Après un Souvenir qui ressoudait des liens charnels entre Betty et Don, on pensait leur couple réparé. Il semblerait que ce n’était qu’une étape, vers une fin qui s’annonce, de plus en plus, prévisible.
Deux formes d’adultères pour deux époques. L’acte physique pour Don, l’idylle écrite pour Betty. Encore une fois, les scénaristes inscrivent dans les actes la psychologie des personnages. Ce qui constitue leur richesse, leur cohérence, l’incroyable sensation d’être vrai. Croire qu’en ouvrant un ouvrage historique ou une biographie d’époque, on pourrait retrouver leur description ou leur photo. Cette troisième saison s’inscrit dans un tournant des Etats-Unis. Où plusieurs idéologies se percutent. Où des révolutions semblent en marche. A la radio, on entend le discours du révérend Martin Luther King. « I had a dream… ». Fascination que l’on retrouve chez l’institutrice. Autre incarnation de femme moderne. Celle qui décidera de lire ce discours à la rentrée des classes. Parce que les enfants ont déjà compris, qu’un vent de changement commence à souffler. Ce personnage, qui fait tourner la tête de Don, devient une lucarne vers l’avenir. On l’imagine militante pour l’égalité entre Blancs et Noirs, hommes et femmes. Une femme indépendante et activiste. Et le fait de la trouver à une place de maîtresse n’est pas innocent.

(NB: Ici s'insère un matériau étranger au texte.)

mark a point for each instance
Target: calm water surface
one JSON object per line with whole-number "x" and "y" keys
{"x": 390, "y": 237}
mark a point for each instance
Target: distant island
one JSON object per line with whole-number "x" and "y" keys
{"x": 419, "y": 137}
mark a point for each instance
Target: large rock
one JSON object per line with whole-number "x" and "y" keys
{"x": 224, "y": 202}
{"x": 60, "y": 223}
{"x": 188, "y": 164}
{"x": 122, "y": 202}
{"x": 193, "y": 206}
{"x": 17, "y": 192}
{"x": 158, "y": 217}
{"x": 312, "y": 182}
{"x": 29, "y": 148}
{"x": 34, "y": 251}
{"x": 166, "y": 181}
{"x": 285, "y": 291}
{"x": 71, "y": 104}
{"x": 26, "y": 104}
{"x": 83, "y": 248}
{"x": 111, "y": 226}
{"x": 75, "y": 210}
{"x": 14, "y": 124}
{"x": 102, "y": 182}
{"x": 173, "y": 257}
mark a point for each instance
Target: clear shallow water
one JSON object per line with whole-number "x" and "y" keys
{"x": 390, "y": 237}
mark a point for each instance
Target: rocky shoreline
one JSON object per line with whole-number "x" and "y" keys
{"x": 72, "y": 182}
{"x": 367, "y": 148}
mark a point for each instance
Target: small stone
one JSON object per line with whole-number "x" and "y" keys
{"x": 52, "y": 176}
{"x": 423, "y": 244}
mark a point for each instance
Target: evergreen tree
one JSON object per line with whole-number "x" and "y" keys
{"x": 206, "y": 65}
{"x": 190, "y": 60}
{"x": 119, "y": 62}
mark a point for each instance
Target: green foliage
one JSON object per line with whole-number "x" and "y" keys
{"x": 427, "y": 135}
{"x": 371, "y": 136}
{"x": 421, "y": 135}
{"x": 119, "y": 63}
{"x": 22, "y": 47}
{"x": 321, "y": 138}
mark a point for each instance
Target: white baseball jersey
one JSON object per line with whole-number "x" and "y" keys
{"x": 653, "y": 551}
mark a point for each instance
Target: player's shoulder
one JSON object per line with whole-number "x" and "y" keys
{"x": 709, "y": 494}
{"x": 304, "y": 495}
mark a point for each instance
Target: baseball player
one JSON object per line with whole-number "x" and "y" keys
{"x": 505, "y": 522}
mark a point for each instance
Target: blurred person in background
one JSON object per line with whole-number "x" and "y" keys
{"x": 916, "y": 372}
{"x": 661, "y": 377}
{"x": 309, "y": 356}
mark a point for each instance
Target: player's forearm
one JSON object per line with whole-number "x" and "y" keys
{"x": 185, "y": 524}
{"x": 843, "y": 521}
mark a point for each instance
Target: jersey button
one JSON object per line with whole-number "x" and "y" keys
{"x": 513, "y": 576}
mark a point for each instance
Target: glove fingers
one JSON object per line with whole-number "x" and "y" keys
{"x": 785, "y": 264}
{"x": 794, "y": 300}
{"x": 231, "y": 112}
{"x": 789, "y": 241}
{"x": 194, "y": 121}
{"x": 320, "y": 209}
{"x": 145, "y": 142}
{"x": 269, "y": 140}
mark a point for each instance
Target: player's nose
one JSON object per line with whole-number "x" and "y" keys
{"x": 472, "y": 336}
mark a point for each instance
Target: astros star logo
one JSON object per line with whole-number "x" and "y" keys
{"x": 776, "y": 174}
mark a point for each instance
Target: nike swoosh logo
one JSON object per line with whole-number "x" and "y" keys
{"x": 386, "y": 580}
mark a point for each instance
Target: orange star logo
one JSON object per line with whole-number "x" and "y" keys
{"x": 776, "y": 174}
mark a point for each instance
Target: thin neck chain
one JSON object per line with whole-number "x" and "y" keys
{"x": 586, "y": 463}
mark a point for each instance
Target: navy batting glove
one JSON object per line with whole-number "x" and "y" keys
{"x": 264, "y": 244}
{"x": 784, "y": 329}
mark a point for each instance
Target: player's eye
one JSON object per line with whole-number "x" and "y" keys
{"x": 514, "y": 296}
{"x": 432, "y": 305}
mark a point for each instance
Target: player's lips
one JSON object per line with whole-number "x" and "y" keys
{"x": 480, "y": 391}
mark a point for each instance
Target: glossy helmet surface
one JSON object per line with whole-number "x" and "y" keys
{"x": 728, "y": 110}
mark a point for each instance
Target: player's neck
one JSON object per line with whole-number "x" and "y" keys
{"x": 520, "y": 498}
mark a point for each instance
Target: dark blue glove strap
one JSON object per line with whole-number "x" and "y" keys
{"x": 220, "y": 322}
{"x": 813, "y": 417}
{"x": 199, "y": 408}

Autre inspiration en avance sur son temps, Salvatore et l’homosexualité. Quand celui-ci s’invite au travail. L’homme, au prise avec sa conscience (il est marié, l’époque rejette l’homosexualité), fera front avec sa moral quand il ne répond pas aux avances explicites d’un client. Préservation personnelle, conscience intact le mènera à une situation difficile aux conséquences encore indéfinies. Ici, le rapport dominant/dominé, que l’on retrouve habituellement entre hommes et femmes, se teinte d’une troublante cruauté. Et vient à rendre la situation du pauvre homme encore plus intenable.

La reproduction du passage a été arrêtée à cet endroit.